Signing Canha to a two-year, $26.5 million deal was perhaps the least-heralded of Eppler’s pre-lockout maneuvers, but the left fielder has posted a .307/.376/.407 line, and he can play a competent center field rather than force Brandon Nimmo to play through injury. Right fielder Starling Marte’s speed/power/defense combo has already produced 1.5 WAR. Fellow 33-year-old Eduardo Escobar has been merely league average offensively, but stability and respected veteran vibes have been sufficient at third base.
And the March trade for Chris Bassitt took the Mets from intriguing contender to potential force – while providing an ace during the deGrom-Scherzer down time.
Eppler’s first trade deadline as Mets GM will be fascinating.
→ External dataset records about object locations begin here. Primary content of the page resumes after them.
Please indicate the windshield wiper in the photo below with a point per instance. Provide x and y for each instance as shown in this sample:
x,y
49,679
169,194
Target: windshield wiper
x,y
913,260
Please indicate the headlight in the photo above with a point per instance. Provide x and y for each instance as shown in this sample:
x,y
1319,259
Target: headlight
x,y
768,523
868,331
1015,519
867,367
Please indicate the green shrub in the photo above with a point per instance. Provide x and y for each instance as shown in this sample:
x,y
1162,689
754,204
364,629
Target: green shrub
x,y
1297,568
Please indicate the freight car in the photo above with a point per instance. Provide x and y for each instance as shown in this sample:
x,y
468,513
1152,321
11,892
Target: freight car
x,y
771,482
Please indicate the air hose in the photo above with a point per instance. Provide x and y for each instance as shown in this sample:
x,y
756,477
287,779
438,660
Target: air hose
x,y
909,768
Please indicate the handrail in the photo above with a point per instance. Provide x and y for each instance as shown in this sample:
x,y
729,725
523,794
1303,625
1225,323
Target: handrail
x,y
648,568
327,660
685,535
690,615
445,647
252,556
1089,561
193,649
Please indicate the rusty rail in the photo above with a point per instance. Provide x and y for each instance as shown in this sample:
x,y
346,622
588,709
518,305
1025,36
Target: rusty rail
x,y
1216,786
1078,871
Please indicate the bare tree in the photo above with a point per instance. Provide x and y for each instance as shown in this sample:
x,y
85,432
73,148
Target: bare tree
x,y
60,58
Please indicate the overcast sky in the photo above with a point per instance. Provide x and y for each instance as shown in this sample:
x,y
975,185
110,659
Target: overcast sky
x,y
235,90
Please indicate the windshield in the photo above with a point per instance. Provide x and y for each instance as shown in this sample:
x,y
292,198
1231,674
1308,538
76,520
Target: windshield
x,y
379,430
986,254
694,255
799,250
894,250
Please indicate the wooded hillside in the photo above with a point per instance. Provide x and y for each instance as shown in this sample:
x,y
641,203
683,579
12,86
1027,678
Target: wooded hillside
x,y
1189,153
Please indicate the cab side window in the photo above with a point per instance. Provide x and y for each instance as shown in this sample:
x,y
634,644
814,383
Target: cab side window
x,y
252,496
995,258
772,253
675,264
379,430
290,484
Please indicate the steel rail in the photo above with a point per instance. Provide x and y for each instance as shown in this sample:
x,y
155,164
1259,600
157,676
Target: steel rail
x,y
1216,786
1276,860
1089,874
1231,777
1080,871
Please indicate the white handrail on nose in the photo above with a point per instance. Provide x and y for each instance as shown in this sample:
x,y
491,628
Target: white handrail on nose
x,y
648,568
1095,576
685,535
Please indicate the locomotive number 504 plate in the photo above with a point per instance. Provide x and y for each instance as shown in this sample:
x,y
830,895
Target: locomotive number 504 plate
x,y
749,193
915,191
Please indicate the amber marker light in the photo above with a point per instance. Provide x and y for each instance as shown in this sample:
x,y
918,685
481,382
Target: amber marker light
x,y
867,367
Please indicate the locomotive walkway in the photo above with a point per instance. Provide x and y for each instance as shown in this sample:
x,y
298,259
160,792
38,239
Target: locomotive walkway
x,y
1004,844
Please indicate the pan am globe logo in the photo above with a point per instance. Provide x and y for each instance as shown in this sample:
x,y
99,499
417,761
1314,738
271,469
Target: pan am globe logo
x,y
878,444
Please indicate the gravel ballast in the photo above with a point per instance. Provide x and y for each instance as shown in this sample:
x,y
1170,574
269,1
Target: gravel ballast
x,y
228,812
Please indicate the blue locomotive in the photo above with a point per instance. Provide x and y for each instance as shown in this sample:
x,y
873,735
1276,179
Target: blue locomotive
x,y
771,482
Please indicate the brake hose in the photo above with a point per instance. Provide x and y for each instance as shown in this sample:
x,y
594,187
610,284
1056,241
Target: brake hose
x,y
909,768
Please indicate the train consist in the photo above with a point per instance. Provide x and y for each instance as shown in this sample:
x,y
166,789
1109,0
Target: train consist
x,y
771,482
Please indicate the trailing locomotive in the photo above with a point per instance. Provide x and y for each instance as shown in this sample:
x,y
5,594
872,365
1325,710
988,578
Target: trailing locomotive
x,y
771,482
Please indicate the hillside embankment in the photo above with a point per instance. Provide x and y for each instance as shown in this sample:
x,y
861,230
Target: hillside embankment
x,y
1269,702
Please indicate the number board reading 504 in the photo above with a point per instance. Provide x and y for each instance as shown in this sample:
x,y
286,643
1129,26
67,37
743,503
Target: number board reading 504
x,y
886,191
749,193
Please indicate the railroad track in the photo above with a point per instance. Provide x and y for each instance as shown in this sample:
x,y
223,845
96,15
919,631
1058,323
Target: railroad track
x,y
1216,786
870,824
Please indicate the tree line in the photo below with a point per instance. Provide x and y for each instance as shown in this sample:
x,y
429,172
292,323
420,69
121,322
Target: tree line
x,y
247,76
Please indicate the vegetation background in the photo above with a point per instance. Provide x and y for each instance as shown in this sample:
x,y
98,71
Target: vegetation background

He had to operate with a handful of owner Arte Moreno’s contractual albatrosses on his back in Anaheim, as the Angels’ playoff drought neared a decade before his firing. Now, both money and opportunity shouldn’t be wanting as the club seeks to deepen its rotation and add more sock to the lineup.
The NL Least
Let’s face it: That 10 ½ -game lead is almost as much the doing of others as the Mets. The Phillies have again been disappointing, this time catching a passel of injuries and bad breaks to depress their .500 win likelihood; they’re now 21-29.
The defending champion Braves still have yet to win three consecutive games and the 88 wins they cobbled together to win this division and then the World Series won’t be enough this year.
It doesn’t hurt that the Mets have already exhausted nine of their 19 games against the woeful Nationals (winning seven) in this, the final year of the unbalanced schedule. Yet they’ve already won nine of 12 against Philly, split four against the Braves, are a combined 9-5 against the Cardinals and Giants.
And there’s 19 games left against the punchless Marlins.
Certainly, the Mets have earned that record. Circumstances surely haven’t hurt, though.
Look up at the end of the season, and the Mets’ statistics may not jump out as a likely 100-game winner. Alonso might hit 40 homers. McNeil and Co. could give 200 hits a run. Closer Edwin Diaz might top 40 saves for the first time since 2018.
Yet with 34 wins in the barn, the Mets have already gotten what they needed, when they needed it, whether it’s enough offense on a night the starters scuffle. Or a deep outing on a day the bullpen is gassed. And, they hope, a pair of Cy Young winners coming back to the rotation when they need them the most.
You can’t plan nor predict this stuff, and the same charmed existence that enabled them to lap the NL East field could go awry in the season’s final two-thirds. Yet the Mets already have history on their side.